Le nombre d’assignations à résidence a augmenté en Chine sous le règne de Xi Jinping. Plus encore, les révisions du Code de procédure pénale ont permis à Pékin de détourner les assignations à résidence pour les utiliser contre les défenseurs des droits de l’homme et les dissidents.
Il arrive que l’assignation à résidence, ou la « résidence surveillée » comme on l’appelle officiellement, soit garantie pour certaines personnes dont les crimes ne sont pas considérés comme graves : les jeunes mères, les femmes enceintes, les personnes malades ou celles qui s’occupent d’autres personnes. En Chine, ce n’est pas différent. Toutefois, un nouveau rapport de Safeguard Defenders, intitulé « Home As Prison », montre comment les changements juridiques survenus en Chine depuis dix ans ont transformé l’assignation à résidence en une arme. Les chiffres du gouvernement montrent, sans surprise, comment l’ampleur de leur utilisation a explosé.
En soi, la logique sous‑jacente et ses résultats n’ont rien de nouveau : si la police se voit confier un pouvoir, même s’il est considéré comme une exception, elle le prendra et s’en servira. En Chine, les exceptions deviennent rapidement des normes. Un exemple ? Comme dans la plupart des pays, la police ne peut détenir une personne que pour une durée de 48 heures. Le temps de demander au procureur de procéder à une mise en détention. Mais nul n’est au courant de ce fait. Chaque fois que la question est abordée dans les médias, ceux-ci ont tendance à déclarer que la police peut détenir une personne 37 jours avant de l’incarcérer. D’une certaine manière, c’est exact. Il existe une longue série d’exceptions que la police peut invoquer pour prolonger le délai initial. Ces exceptions sont maintenant utilisées si régulièrement, dans des cas de figures si variés, qu’elles sont devenues la norme.
Le nouveau rapport, publié le 6 septembre, en a choqué plus d’un en révélant que les autorités chinoises ont placé jusqu’à 860.000 personnes en résidence surveillée depuis 2013, sans même tenir compte de cette année.

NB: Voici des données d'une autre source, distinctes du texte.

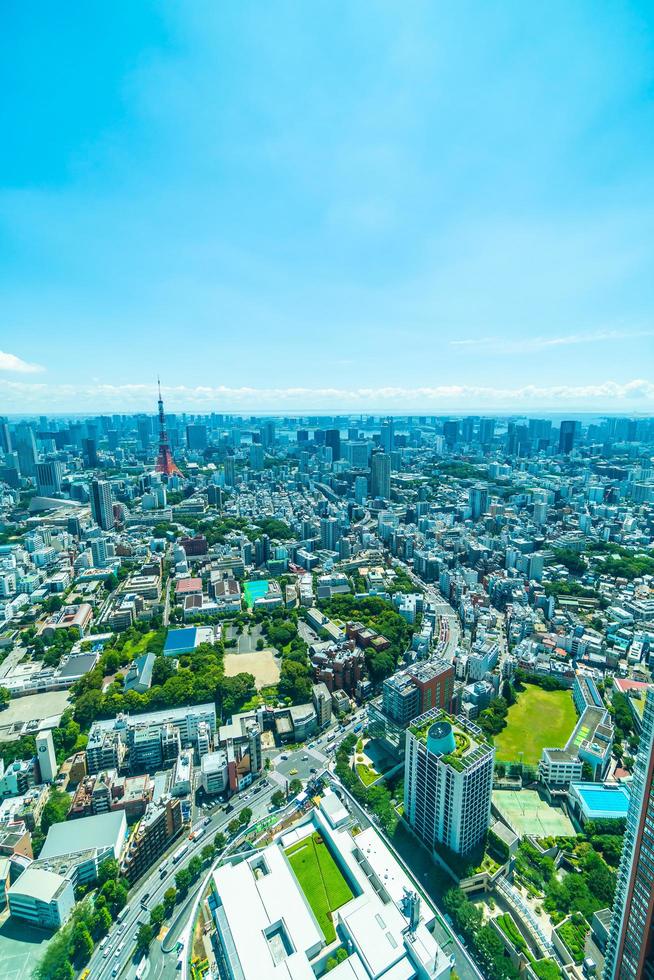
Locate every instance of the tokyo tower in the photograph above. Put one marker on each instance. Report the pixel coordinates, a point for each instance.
(165, 463)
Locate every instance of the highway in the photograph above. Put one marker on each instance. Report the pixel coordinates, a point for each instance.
(122, 938)
(450, 627)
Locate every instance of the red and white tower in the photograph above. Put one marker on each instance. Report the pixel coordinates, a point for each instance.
(165, 463)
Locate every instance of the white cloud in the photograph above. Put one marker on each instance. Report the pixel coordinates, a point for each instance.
(504, 345)
(25, 397)
(9, 362)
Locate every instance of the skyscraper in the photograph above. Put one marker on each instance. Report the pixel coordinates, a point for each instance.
(196, 437)
(25, 446)
(630, 948)
(381, 476)
(333, 440)
(101, 504)
(567, 436)
(48, 477)
(478, 500)
(448, 780)
(165, 463)
(387, 436)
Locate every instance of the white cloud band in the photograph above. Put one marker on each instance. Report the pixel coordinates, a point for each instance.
(24, 397)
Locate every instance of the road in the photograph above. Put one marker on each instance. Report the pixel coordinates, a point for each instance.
(124, 934)
(448, 941)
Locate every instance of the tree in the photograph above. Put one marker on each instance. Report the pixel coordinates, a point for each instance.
(183, 881)
(115, 892)
(144, 937)
(101, 922)
(157, 915)
(245, 816)
(81, 943)
(195, 867)
(108, 870)
(277, 799)
(55, 810)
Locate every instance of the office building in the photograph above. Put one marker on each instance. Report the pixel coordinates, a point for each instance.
(214, 773)
(333, 442)
(448, 779)
(257, 456)
(43, 898)
(47, 759)
(196, 437)
(24, 446)
(380, 483)
(567, 434)
(230, 471)
(48, 478)
(630, 949)
(265, 928)
(102, 504)
(330, 532)
(478, 500)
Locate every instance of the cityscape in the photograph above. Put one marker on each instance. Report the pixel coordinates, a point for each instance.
(354, 695)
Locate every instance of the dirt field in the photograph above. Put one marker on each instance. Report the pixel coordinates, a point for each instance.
(261, 664)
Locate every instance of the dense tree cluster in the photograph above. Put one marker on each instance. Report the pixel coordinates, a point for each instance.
(485, 945)
(379, 615)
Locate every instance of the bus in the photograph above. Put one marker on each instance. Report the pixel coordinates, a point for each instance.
(180, 852)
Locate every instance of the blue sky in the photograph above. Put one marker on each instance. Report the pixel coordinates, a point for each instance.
(330, 205)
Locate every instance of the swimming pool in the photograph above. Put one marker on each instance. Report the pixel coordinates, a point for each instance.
(601, 802)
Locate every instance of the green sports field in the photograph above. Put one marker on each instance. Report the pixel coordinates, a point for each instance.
(537, 720)
(320, 879)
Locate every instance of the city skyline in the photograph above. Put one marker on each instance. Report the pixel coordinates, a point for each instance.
(341, 212)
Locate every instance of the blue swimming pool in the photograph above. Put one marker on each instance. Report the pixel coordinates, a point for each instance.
(599, 801)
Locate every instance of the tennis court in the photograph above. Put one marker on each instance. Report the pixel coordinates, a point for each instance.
(528, 813)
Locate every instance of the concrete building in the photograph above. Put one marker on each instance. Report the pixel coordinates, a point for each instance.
(448, 777)
(46, 757)
(214, 773)
(43, 898)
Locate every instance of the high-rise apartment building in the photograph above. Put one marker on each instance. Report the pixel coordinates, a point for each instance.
(24, 445)
(630, 948)
(567, 434)
(196, 437)
(102, 504)
(333, 440)
(48, 477)
(381, 476)
(448, 779)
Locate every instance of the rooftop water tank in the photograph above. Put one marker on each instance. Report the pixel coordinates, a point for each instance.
(440, 738)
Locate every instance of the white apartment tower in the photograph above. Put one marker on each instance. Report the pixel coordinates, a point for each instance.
(448, 779)
(45, 753)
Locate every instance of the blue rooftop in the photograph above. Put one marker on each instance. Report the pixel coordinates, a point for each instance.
(602, 801)
(181, 641)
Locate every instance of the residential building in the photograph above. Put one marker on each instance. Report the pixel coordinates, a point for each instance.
(448, 777)
(630, 948)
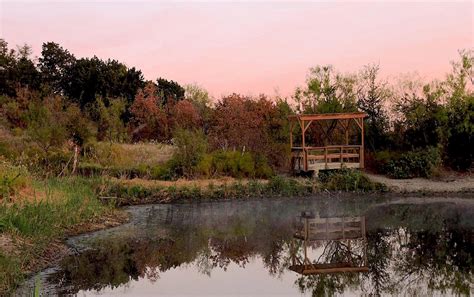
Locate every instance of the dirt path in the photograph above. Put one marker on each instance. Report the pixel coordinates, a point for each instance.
(458, 184)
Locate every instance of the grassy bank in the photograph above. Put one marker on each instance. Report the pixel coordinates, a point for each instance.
(39, 214)
(138, 191)
(34, 220)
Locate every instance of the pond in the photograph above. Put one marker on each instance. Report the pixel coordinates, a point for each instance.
(284, 247)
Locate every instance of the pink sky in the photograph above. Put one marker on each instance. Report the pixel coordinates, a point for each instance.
(244, 47)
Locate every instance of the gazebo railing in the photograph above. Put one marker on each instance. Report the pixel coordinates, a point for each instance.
(327, 155)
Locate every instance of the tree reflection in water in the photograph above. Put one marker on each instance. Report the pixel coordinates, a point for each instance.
(410, 248)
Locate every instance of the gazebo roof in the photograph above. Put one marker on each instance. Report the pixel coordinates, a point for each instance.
(328, 116)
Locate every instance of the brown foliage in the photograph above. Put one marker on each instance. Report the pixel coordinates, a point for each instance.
(148, 120)
(185, 115)
(240, 122)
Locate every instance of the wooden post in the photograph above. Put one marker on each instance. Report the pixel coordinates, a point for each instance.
(347, 132)
(291, 134)
(305, 154)
(340, 157)
(326, 157)
(361, 160)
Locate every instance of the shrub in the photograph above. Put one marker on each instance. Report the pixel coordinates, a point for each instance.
(347, 180)
(234, 163)
(422, 163)
(12, 178)
(190, 149)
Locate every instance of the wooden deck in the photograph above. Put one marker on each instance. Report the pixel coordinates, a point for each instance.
(306, 158)
(329, 157)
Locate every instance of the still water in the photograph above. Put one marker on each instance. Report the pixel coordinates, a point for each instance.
(286, 247)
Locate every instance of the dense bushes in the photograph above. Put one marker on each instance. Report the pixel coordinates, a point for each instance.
(420, 163)
(218, 163)
(348, 180)
(12, 179)
(65, 105)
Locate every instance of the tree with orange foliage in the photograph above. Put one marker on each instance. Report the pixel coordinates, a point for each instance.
(185, 115)
(243, 123)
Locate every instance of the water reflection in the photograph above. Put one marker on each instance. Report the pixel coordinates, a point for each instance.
(315, 246)
(342, 240)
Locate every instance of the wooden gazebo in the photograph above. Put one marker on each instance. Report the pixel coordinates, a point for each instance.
(348, 152)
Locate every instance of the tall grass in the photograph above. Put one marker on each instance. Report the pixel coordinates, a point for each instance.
(39, 220)
(68, 201)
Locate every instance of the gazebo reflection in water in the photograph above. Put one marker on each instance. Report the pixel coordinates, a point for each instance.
(341, 242)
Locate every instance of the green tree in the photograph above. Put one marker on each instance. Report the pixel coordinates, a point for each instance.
(372, 98)
(327, 91)
(169, 90)
(460, 123)
(53, 64)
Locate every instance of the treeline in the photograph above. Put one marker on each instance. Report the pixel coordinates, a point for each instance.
(58, 101)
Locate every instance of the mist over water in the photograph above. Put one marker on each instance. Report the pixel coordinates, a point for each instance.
(408, 246)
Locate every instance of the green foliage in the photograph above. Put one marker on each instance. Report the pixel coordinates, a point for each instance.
(51, 216)
(235, 164)
(348, 180)
(10, 272)
(421, 163)
(327, 91)
(109, 120)
(12, 179)
(44, 128)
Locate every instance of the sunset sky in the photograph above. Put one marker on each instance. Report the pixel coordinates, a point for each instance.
(244, 47)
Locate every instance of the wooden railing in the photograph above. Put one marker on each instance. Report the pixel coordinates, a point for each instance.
(328, 154)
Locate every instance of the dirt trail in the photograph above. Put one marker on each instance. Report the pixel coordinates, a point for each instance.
(458, 184)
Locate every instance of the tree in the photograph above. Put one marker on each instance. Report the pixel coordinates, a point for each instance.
(460, 123)
(110, 124)
(191, 145)
(169, 90)
(92, 78)
(54, 62)
(148, 120)
(184, 115)
(327, 91)
(372, 97)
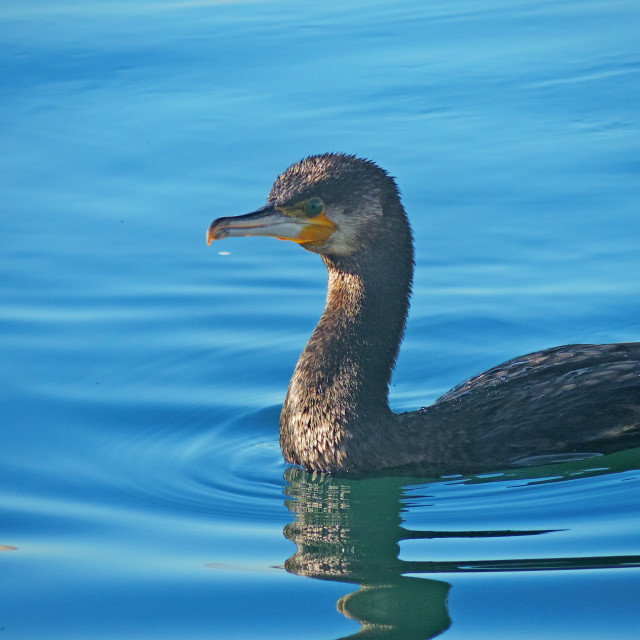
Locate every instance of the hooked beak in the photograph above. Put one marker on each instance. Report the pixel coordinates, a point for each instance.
(273, 222)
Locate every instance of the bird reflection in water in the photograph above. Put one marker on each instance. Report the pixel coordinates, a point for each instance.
(349, 530)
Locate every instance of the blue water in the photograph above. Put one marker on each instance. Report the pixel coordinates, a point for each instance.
(142, 491)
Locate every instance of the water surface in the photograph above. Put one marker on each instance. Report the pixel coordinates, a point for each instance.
(142, 491)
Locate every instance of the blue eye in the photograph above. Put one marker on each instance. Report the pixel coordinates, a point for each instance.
(314, 207)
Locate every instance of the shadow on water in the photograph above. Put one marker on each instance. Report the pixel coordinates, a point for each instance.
(350, 530)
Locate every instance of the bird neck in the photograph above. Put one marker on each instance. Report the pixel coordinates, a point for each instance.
(336, 407)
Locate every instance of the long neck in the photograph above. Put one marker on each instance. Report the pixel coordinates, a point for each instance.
(336, 411)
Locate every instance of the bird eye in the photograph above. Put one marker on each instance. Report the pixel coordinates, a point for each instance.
(314, 207)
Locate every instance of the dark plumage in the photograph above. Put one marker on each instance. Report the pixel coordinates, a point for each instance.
(576, 399)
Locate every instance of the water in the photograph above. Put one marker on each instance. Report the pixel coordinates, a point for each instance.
(142, 492)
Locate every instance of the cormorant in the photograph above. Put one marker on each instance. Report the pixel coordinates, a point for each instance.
(571, 400)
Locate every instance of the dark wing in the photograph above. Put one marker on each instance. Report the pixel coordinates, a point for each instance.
(571, 399)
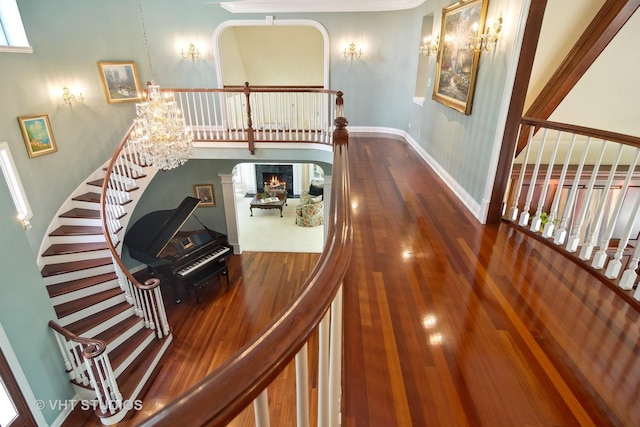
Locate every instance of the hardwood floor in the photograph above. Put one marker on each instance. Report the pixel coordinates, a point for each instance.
(447, 322)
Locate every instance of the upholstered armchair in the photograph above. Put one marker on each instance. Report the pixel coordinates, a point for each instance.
(310, 210)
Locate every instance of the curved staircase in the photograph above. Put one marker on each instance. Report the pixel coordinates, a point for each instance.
(88, 298)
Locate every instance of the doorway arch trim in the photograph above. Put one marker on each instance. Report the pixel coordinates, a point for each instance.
(269, 21)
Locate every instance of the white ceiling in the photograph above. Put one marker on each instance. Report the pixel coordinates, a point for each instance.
(282, 6)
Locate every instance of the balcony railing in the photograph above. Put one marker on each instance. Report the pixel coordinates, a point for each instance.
(260, 114)
(291, 115)
(579, 189)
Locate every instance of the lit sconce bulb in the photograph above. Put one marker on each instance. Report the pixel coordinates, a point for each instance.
(429, 45)
(191, 52)
(68, 97)
(352, 51)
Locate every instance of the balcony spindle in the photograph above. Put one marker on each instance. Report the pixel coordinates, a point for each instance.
(261, 409)
(561, 234)
(512, 213)
(601, 256)
(524, 216)
(574, 238)
(536, 221)
(549, 227)
(596, 223)
(302, 387)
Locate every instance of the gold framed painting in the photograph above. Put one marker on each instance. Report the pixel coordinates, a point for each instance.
(457, 65)
(205, 193)
(37, 134)
(120, 81)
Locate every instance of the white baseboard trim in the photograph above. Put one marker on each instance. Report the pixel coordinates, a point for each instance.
(473, 206)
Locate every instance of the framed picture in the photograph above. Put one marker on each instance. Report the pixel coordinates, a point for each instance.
(204, 192)
(37, 134)
(457, 64)
(120, 81)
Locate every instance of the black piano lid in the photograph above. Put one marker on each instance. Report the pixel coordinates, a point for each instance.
(153, 232)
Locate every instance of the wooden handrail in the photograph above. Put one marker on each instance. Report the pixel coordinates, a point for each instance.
(223, 394)
(92, 347)
(582, 130)
(151, 283)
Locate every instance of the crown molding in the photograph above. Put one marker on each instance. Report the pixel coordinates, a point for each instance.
(285, 6)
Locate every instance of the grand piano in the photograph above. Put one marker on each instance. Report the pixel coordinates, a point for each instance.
(180, 257)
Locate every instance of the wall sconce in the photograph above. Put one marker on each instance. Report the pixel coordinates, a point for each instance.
(26, 224)
(69, 97)
(489, 39)
(191, 52)
(352, 51)
(429, 46)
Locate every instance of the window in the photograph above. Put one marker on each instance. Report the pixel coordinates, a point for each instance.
(12, 35)
(423, 82)
(10, 172)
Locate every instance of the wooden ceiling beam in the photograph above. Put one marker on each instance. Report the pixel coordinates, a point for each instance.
(602, 29)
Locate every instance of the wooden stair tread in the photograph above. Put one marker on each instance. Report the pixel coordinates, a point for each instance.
(74, 248)
(68, 267)
(71, 307)
(126, 171)
(81, 213)
(118, 355)
(118, 329)
(81, 326)
(75, 285)
(88, 197)
(131, 377)
(77, 230)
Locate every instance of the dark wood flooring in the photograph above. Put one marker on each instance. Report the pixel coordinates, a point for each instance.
(447, 322)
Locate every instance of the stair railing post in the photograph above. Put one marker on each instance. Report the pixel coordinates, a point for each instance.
(250, 137)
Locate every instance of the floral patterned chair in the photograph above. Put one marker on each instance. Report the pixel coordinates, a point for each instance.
(310, 210)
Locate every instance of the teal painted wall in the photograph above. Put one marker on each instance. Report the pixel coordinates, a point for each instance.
(25, 310)
(70, 36)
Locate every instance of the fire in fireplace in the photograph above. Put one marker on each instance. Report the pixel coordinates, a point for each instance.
(275, 176)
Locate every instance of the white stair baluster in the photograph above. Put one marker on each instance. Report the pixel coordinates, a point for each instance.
(512, 213)
(261, 409)
(561, 234)
(549, 227)
(596, 223)
(536, 221)
(574, 238)
(302, 387)
(524, 216)
(629, 276)
(615, 265)
(323, 370)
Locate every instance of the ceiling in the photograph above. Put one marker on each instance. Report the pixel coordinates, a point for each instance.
(282, 6)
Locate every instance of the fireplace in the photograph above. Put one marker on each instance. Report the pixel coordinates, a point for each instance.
(272, 173)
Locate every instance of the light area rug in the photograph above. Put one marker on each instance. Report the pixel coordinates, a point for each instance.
(265, 231)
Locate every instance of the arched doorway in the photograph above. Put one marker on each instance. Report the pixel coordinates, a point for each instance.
(272, 53)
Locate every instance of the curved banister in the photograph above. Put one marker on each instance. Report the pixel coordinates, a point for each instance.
(223, 394)
(93, 347)
(582, 130)
(105, 229)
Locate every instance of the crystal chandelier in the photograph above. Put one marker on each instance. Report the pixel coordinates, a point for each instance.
(160, 135)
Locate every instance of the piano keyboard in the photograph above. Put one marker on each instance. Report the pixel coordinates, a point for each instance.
(186, 270)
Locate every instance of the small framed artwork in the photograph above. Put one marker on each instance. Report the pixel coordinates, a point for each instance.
(37, 134)
(457, 64)
(120, 81)
(204, 192)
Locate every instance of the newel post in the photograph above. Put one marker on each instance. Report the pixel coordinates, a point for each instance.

En réalité, l’assignation à résidence est si régulièrement utilisée de manière arbitraire et illégale contre les défenseurs des droits de l’homme et les dissidents que le nombre réel dépasse probablement le million. Si ce n’est pas encore le cas, il passera la barre du million très bientôt.
Si ces chiffres peuvent choquer, de nombreux médias n’ont pas pris en compte les modifications juridiques à l’origine de ces changements, ni l’évolution de la nature des assignations à résidence (or c’est là où le bât blesse).
Des modifications juridiques (d’abord en 2012, puis en 2018) ont donné à la police le pouvoir non seulement de placer une personne en résidence surveillée, mais aussi de lui imposer une longue série de restrictions. La police applique toutes ces restrictions sans aucune justification. On peut désormais être enfermé chez soi, éventuellement pendant six mois, et être privé de toute forme de communication, notamment de visites.
Plus terrible encore, la police peut utiliser ce nouvel « outil » lors des rares cas où ses actions sont rejetées par un procureur. Par exemple, si la police souhaite faire arrêter quelqu’un, ce qui doit être approuvé par le procureur, et que cette demande est rejetée, la police peut imposer une assignation à résidence au lieu de libérer la personne. L’assignation à résidence est du recours de la police, sans contrôle ni supervision judiciaire. La police peut ainsi se livrer à des actes illicites en toute impunité.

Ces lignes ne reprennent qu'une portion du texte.